How would labour be valued?

The basic idea is that we break down each labor type to unskilled labor depending on the average time it takes to become skilled in each job. Then people get vouchers according to their unskilled labor time on the job.

Organize a tribe then work your way up from there.

How is labour valued in a tribal setting? You take more than you give and you stand to lose the protection that living in numbers provides.

But is there a burden on giving more than you take?

Standardization and industrialization makes the product of Worker A and the product of Worker B indistinguishable. One widget is the same as another widget. The inequality evaporates under mass production.

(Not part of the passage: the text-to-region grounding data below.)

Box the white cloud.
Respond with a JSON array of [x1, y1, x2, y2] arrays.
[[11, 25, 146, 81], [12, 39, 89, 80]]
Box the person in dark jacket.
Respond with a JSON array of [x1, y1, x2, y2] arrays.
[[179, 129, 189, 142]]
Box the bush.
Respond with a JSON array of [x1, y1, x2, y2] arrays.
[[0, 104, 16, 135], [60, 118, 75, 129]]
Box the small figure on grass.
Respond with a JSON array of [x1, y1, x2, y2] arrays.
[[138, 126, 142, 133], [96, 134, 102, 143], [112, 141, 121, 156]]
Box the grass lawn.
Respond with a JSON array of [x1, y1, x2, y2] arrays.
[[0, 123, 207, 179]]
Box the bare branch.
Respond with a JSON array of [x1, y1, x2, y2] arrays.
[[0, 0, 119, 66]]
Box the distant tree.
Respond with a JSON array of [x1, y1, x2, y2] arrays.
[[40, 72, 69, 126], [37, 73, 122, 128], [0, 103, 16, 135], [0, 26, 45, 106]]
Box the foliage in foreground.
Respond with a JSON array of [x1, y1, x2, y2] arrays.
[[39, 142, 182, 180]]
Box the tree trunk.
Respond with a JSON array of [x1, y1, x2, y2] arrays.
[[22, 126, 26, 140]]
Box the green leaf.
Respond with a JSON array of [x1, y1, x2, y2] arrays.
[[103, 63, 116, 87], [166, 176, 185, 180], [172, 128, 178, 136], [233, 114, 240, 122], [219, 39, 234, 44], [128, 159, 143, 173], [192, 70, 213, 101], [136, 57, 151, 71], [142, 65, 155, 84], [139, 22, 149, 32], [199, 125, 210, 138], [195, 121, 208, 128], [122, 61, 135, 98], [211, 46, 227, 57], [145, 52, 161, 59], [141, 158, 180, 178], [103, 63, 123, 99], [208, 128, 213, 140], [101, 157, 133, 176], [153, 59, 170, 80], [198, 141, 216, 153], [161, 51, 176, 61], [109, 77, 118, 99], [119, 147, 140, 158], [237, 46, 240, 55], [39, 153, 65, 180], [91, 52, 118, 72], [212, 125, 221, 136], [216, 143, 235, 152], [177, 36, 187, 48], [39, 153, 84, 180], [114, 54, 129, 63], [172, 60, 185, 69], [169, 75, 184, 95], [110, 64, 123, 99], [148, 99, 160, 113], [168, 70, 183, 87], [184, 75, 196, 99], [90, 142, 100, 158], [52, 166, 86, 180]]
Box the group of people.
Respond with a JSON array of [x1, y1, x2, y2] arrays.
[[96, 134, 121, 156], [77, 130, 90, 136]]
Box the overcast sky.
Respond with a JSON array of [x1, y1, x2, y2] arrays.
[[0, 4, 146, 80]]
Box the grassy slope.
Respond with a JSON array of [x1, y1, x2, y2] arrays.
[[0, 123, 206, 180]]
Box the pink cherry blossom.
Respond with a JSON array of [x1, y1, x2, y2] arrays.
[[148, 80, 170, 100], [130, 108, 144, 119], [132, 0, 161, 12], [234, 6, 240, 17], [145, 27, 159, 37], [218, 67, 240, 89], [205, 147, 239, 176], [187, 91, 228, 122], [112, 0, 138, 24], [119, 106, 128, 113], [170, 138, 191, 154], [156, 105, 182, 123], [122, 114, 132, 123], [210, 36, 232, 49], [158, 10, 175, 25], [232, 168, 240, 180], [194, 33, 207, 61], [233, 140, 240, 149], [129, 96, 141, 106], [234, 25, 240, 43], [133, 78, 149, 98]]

so how do you reward the overperforming worker specifically? >Because you cannot give them more resources than the underperforming worker without initiating some system that will lead to the creation of an upper class again, right?
Marxists don't care about equality, reread . Of that is too complicated, en.m.wikipedia.org/wiki/To_each_according_to_his_contribution

Again, Marxists don't care about equality. But to entertain this, understand that quality control doesn't just dissappear under socialism. Both workers still have to to be above or within a certain standard as in any industry and a manufactured product must be within proper tolerances to be accepted. If a worker goes beyond what is required and proves himself as such, he can be rewarded either by recognition or resources. The USSR pre-Khrushchev did as such en.m.wikipedia.org/wiki/Stakhanovite_movement

Fuck, just realized how much I messed up that formating. You get what I was saying.

Look, if you didn't know what the LTV is you should have just said so, and I would have explained it more to you.
And, looking at this thread, a lot of you need to have this explained to you.
If in an average hour, 300 watches are made of an average quality, then the worker should receive an hour as payment. If, in an hour, 300 watches are made of below average quality, the worker should recieve less than an hour of labor.
These values would have to be determined on an "individual" scale.

This is obtuse and bad writing, and it is a clear misinterpretation of what Marx wrote there.

Marxists don't though, "equality" is a nebulous and ultimately liberal concept.
marxists.org/archive/marx/works/1875/letters/75_03_18.htm

I might be an absolute brainlet but I don't get this
what the fuck is he even saying? that different people are not equal in terms of labour quantity and quality but the worth of their labour should still be measured in labour time?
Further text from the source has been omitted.